The account from the Guernsey Star included a description of the ship's cargo and a plan to salvage it before the ship broke apart. "The wreck of the Oneida consists of 1,950 bales of cotton, and a large quantity of provisions, tallow, and ashes, making in the whole nearly 1,000 tons. … A strong force of men, boats, carts and horses is being employed to bring the cargo to land.… The ship, it is believed will become a total wreck, but it is hoped that the materials may be saved."

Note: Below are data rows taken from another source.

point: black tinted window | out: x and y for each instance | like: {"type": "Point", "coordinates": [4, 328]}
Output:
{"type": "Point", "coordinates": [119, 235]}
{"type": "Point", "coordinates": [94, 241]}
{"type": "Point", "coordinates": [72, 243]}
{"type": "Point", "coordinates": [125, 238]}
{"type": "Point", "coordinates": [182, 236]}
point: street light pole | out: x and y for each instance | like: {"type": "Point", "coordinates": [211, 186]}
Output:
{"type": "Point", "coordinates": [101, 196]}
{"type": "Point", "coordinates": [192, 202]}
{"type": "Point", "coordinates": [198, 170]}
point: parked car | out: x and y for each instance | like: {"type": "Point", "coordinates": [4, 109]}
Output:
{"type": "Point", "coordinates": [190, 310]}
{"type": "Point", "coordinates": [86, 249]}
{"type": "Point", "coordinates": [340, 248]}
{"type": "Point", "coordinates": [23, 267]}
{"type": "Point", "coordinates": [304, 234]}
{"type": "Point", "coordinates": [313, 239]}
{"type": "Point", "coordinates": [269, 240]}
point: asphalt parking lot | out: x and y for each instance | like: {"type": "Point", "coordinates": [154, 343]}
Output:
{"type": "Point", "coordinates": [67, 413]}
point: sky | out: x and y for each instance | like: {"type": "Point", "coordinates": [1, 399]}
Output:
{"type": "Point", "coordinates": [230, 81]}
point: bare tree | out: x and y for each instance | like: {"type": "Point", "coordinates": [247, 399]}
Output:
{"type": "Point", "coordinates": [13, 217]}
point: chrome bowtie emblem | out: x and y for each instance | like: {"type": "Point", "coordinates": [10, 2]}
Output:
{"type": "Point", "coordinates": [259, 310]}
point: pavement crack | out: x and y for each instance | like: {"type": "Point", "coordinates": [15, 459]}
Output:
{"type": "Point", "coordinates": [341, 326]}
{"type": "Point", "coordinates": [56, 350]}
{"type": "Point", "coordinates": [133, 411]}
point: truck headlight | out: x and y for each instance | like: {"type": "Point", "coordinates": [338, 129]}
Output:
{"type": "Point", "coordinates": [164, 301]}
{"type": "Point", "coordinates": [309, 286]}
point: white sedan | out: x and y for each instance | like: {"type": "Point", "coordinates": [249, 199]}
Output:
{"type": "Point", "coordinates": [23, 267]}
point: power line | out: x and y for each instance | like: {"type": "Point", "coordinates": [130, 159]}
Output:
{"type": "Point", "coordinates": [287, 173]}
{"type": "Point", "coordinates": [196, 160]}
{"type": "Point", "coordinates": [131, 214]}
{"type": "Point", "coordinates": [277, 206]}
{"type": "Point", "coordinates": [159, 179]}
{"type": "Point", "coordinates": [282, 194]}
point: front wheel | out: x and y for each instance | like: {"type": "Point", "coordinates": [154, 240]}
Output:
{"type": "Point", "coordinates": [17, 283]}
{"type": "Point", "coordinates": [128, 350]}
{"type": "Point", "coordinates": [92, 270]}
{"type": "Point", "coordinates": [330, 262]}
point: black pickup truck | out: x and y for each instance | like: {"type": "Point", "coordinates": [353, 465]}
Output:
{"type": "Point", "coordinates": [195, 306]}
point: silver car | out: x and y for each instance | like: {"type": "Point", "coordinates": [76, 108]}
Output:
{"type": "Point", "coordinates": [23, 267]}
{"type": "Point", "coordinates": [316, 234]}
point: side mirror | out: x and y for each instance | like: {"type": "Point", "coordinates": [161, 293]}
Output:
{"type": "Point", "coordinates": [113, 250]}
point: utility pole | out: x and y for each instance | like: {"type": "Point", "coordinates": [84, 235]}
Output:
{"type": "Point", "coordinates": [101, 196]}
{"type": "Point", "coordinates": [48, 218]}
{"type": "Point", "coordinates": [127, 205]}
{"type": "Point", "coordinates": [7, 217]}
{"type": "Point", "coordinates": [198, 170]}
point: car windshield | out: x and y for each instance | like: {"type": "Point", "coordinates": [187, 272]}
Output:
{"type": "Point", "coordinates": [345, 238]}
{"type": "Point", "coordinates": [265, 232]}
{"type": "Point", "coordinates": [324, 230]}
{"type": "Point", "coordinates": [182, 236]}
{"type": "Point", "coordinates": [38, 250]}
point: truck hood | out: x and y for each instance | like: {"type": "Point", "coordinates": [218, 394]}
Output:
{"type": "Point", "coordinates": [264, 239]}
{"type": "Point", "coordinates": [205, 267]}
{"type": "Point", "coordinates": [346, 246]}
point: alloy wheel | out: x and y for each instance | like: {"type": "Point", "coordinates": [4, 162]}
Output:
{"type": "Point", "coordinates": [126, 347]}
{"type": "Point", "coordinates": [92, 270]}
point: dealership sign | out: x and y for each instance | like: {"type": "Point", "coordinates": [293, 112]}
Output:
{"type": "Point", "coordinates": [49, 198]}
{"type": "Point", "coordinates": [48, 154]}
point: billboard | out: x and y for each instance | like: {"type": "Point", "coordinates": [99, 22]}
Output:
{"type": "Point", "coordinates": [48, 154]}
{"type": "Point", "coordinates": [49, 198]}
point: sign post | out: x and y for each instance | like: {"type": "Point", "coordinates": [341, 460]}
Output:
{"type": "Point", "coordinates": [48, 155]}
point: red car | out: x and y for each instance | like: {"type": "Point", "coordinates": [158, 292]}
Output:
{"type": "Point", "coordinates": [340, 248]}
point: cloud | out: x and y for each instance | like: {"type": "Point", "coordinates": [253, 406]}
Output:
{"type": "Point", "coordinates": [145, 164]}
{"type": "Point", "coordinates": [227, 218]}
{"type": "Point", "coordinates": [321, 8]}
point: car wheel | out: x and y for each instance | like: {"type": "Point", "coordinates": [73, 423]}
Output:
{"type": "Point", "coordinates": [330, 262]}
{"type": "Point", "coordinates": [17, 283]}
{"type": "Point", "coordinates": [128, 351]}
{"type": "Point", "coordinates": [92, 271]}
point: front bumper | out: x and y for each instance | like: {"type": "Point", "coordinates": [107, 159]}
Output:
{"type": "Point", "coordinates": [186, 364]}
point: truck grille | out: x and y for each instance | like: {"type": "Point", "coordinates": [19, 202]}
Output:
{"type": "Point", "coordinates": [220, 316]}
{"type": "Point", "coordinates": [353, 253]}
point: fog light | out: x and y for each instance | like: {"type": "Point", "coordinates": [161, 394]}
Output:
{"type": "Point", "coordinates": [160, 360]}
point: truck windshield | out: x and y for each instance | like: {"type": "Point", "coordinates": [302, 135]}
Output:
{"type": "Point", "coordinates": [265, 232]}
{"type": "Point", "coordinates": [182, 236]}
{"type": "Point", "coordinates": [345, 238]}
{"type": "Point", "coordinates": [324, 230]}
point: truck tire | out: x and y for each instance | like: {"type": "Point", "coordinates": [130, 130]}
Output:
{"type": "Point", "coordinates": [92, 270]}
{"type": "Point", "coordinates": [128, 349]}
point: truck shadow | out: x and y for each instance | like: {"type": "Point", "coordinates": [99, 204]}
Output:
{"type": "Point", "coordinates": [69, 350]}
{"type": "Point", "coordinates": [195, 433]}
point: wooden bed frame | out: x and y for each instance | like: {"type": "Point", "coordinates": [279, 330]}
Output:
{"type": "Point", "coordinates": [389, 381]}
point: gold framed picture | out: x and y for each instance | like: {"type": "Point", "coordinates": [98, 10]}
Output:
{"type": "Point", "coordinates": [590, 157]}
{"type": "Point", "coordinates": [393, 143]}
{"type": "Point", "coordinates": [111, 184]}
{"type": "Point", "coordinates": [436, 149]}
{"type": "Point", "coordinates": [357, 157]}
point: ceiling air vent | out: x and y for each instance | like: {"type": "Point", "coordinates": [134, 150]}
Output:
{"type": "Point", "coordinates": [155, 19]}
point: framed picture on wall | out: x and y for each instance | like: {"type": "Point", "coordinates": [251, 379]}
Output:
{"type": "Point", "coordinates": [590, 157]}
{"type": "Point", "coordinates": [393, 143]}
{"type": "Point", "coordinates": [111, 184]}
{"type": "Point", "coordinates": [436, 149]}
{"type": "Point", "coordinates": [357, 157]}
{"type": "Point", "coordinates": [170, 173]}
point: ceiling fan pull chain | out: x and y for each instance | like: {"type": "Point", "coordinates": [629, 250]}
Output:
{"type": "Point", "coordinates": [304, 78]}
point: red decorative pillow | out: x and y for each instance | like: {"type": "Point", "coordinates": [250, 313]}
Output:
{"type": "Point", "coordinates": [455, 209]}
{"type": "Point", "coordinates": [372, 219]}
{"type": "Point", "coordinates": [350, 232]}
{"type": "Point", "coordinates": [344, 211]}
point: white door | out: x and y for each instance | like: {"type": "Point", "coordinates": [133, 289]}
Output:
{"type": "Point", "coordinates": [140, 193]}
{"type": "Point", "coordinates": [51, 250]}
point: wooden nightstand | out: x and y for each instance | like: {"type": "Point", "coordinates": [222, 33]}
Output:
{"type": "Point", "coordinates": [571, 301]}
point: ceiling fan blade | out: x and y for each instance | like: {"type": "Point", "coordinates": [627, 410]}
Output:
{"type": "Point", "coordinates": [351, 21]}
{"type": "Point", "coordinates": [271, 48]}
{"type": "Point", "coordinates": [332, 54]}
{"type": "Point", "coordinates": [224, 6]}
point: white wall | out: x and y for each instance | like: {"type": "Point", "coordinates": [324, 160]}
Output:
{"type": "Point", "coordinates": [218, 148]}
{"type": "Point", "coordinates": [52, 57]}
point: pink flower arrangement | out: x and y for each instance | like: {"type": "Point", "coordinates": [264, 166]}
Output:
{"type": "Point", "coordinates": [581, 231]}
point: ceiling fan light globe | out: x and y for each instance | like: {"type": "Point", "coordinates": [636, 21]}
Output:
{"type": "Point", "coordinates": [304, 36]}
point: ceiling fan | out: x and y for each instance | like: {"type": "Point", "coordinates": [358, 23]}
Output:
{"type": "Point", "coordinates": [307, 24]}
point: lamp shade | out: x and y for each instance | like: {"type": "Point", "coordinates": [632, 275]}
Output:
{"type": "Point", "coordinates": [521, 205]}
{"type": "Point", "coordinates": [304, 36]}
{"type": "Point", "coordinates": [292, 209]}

Five days after the wreck, on December 25, 1849, the London Shipping Gazette updated its readers on the efforts to salvage the ship's cargo. About half the cargo had been brought to land, and the newspaper was optimistic that the whole cargo would be saved. It was also reported that the mainmast and the foremast, with all their sails and rigging, were salvaged. The ship, however, would "probably go to pieces."